At the outset of the second trial, the defendant filed a motion in limine to prevent the use of the word “stolen” in regard to any vehicles described in evidence. The prosecutor said that he had no purpose of intimating that the defendant stole vehicles, or received vehicles known to him to have been stolen.
At several points in the trial there were references to stolen vehicles, and experts in studying automobile thefts testified. The defendant adduces these instances as viola-tive of the prosecutor’s undertaking. Strongest exception is taken to an exchange during the cross-examination of the defendant, as follows:
Q: Isn’t it the truth, Mr. Sollars, that the reason why you changed the numbers on the Kenworth is because you had no title to the Kenworth; isn’t that correct?
A: Mr. Holliday, I told you fifteen times that I didn’t change any numbers on any vehicle.
Q: And the reason why the GMC insignia and the GMC VIN plate that you do show ownership is because the remainder of the vehicle was stolen? Isn’t that—
The defendant argues that the prosecution was improperly allowed to establish or to intimate that the defendant was guilty of other crimes. This argument fails, for two reasons:
First, the references to “stolen” vehicles cannot be reasonably construed as intimating that the defendant either stole them or knowingly received them after they had been stolen. The history of the several vehicles which had apparently been combined into the vehicles charged in the information was a material circumstance.
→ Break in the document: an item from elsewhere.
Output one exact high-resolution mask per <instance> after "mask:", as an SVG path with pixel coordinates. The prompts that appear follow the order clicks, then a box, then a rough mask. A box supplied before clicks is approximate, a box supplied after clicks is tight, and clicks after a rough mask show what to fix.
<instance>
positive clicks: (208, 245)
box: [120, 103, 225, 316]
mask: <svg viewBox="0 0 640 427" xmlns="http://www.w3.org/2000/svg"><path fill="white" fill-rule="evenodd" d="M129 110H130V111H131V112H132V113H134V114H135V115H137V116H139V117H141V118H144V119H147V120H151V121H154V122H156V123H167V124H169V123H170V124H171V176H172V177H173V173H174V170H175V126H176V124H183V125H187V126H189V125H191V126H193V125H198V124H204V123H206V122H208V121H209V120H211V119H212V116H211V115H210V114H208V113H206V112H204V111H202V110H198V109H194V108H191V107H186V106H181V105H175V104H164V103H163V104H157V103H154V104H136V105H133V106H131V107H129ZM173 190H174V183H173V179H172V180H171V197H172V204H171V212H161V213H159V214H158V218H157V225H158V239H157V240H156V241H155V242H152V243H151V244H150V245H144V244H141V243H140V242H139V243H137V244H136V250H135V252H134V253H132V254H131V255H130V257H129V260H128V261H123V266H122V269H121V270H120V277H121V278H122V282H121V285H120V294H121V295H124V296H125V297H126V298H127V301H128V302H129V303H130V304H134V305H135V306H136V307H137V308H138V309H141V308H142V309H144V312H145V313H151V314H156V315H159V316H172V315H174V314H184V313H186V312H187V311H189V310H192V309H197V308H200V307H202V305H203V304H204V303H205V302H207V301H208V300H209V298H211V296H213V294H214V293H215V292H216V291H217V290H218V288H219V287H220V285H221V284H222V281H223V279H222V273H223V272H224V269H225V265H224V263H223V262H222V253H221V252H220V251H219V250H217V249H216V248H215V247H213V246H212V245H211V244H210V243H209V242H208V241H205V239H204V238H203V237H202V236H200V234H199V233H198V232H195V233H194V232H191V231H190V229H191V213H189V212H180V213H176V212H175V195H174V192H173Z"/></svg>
Second, evidence of other crimes may be received in order to establish such *137matters as motive1 or intent.2 The fact that a vehicle has been stolen certainly demonstrates a reason why it might be desirable to destroy, remove, cover, alter or deface the VIN. The defendant has no proper objection to a showing that some components of the vehicle had been stolen. When evidence is relevant and material, the defendant may not complain because it is prejudicial.3 Nothing has been shown which would justify the trial court in denying the state the right to introduce this material evidence, or to comment on the evidence.
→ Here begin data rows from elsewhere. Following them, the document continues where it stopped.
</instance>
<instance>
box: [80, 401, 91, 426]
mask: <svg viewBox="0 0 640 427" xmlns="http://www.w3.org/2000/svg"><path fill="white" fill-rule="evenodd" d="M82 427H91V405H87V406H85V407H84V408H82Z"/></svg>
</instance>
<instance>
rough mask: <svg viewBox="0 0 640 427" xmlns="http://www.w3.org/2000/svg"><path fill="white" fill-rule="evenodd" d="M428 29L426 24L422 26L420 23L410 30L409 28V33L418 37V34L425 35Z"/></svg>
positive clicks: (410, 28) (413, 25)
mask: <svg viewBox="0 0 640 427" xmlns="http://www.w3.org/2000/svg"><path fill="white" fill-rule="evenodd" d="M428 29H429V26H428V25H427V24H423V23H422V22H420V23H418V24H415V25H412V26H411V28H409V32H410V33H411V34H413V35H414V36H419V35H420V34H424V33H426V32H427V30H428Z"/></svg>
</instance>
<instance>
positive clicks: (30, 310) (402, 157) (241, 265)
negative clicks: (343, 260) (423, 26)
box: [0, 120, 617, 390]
The question to the defendant was proper cross-examination. He testified in detail, giving his version of the facts. The state was entitled to probe the depth of his knowledge of the history of the vehicles and the possible motivation for tampering with the VIN’s.
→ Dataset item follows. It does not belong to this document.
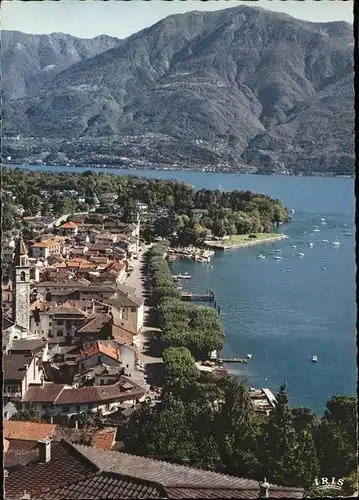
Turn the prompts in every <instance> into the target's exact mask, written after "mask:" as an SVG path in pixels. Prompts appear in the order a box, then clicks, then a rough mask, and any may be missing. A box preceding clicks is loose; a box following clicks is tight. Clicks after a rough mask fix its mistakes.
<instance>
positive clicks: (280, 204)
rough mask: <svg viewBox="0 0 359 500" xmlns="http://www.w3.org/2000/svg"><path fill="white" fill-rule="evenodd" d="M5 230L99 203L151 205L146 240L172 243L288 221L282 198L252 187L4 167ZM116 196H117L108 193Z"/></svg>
mask: <svg viewBox="0 0 359 500" xmlns="http://www.w3.org/2000/svg"><path fill="white" fill-rule="evenodd" d="M2 190H3V195H2V196H3V200H2V201H3V230H4V231H9V230H11V229H13V228H14V227H20V225H21V217H20V213H21V211H22V210H23V215H28V216H32V215H36V214H42V215H49V214H54V215H63V214H71V213H74V212H83V211H86V210H88V209H90V208H94V207H95V205H96V202H97V201H99V202H100V205H101V211H102V212H106V213H109V214H111V213H114V214H118V213H119V211H122V212H124V213H126V211H127V209H135V207H136V204H137V203H138V202H140V203H143V204H146V205H147V206H148V214H149V216H147V217H146V218H145V219H144V220H143V224H142V235H143V237H144V238H145V239H146V240H153V239H154V238H155V237H158V236H159V237H165V238H168V239H169V240H170V241H171V243H174V244H180V245H184V246H186V245H188V244H196V245H197V244H201V243H202V242H203V241H204V240H205V239H206V237H207V236H208V234H210V233H211V234H212V235H213V236H217V237H223V236H225V235H235V234H247V233H260V232H270V230H271V228H272V227H273V225H275V224H278V223H281V222H288V221H289V214H288V211H287V209H286V208H285V207H284V206H283V205H282V203H281V202H280V201H279V200H275V199H273V198H271V197H269V196H267V195H264V194H258V193H252V192H250V191H222V190H208V189H201V190H198V191H196V190H195V188H194V187H193V186H189V185H187V184H185V183H183V182H179V181H176V180H163V179H146V178H141V177H134V176H127V175H112V174H105V173H101V172H99V173H94V172H92V171H86V172H83V173H73V172H44V171H41V170H38V171H35V172H34V171H28V170H22V169H20V168H16V169H7V168H4V169H3V173H2ZM109 193H111V194H114V195H115V200H114V199H113V198H112V199H110V198H109V197H108V195H109Z"/></svg>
The points relating to the mention of “stolen” are not substantiated. There is no basis for a conclusion that the prosecutor misled the defense counsel.
III.
The defendant has not established an abuse of discretion in the denial of a continuance to permit him to respond to the evidence that he sold a tractor-trailer to Shepherd in November of 1983 containing an identification plate with an International VIN, which plate had been on the tractor trailer taken from the defendant during the October confrontation and removed to the highway patrol lot.
There was no violation of the discovery rules, Rules 25.08 and 25.03. The prosecutor advised the defendant’s counsel promptly, and before the trial, that he had located the title history.
The defendant has not shown that he could have done anything effective to counter the evidence. He was a party to the described transaction, and his signature was acknowledged before a notary public. He took the stand and made his explanation of this and other problems raised by the evidence. He admitted having done business with Shepherd regarding this vehicle, but did not recall the notary and placed the date a year earlier. This ran counter to the objective evidence of the finding of the VIN plate, missing from the truck on the highway department lot, in a vehicle which Shepherd was driving.
If the defendant wants to claim error in the denial of a continuance he must show prejudice, and may be expected to continue his efforts during the pendency of the motion for new trial. We find no suggestion in the record or in the brief as to what else the defendant might have done to counter the effect of the evidence, had he been advised about it earlier.
The judgment is affirmed.
All concur.. State v. Graham, 641 S.W.2d 102 (Mo. banc 1982).
. State v. Trimble, 638 S.W.2d 726 (Mo. banc 1982), cert. denied, 459 U.S. 1188, 103 S.Ct. 838, 74 L.Ed.2d 1031 (1983).
. Id. at 732 ("relevance, not prejudice, is the touchstone of due process”).